The Ministry of Justice (MoJ) has announced its intention to implement Sir Rupert Jackson’s proposals for extending fixed recoverable costs to most cases worth up to £100,000. However, rather than introducing a new intermediate track for cases worth £25,000 to £100,000, as Sir Rupert had suggested, it proposes extending the fast-track to claims worth up to £100,000. The MoJ has accepted the fixed costs figures set out in the grid proposed by Sir Rupert in his 2017 report: “Sir Rupert consulted with his team of 14 assessors, drawing on a breadth of views and experience, and brought his own expertise to bear in finalising the figures.
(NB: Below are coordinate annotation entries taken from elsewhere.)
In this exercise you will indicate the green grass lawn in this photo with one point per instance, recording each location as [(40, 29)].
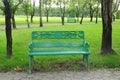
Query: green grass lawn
[(93, 33)]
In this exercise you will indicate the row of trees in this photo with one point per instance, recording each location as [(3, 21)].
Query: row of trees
[(74, 7)]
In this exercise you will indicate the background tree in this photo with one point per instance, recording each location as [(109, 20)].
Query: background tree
[(106, 47), (83, 10), (40, 12), (8, 27), (26, 9), (32, 9), (14, 6), (116, 4), (47, 4)]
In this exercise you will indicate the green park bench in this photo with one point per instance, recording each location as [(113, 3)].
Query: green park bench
[(58, 43), (71, 20)]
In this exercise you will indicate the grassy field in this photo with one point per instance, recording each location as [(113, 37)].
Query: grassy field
[(93, 32)]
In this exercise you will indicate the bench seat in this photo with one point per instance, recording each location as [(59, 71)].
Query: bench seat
[(57, 52)]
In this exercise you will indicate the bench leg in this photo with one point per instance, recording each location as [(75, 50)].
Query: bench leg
[(86, 58), (30, 64)]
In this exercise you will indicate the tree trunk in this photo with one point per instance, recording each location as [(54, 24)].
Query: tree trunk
[(28, 21), (13, 21), (82, 19), (96, 17), (47, 14), (8, 28), (91, 14), (62, 17), (40, 13), (106, 47), (33, 11)]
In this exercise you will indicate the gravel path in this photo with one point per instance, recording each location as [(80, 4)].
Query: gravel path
[(63, 75)]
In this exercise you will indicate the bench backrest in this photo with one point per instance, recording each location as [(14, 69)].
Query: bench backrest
[(38, 35), (65, 36)]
As such, we consider that the figures have been devised with appropriate rigour and intend to implement them as he recommends.” The MoJ has proposed an uplift of 35% on the fixed costs figure where a party succeeds on a Part 36 offer.  This will replace an order for costs on the indemnity basis. The intention is to make the extended fixed costs regime more watertight and thereby make escaping it harder.  This will clearly require careful drafting. In the event there remains a dispute as to the costs payable, and the matter has not gone to trial with the costs being summarily assessed, there will be a shortened form of detailed assessment, with a provisional assessment fee cap of £500. If that was not enough, the MoJ has stated: “It remains our intention to extend the areas in which costs are controlled in due course: such an extension could include extending FRC to further categories of claims, including claims of higher value, and controlling costs incurred before the first costs and case management conference, where cases are not otherwise subject to FRC.” The matter is now out for Consultation, with closing dates for submissions by 6 June 2019....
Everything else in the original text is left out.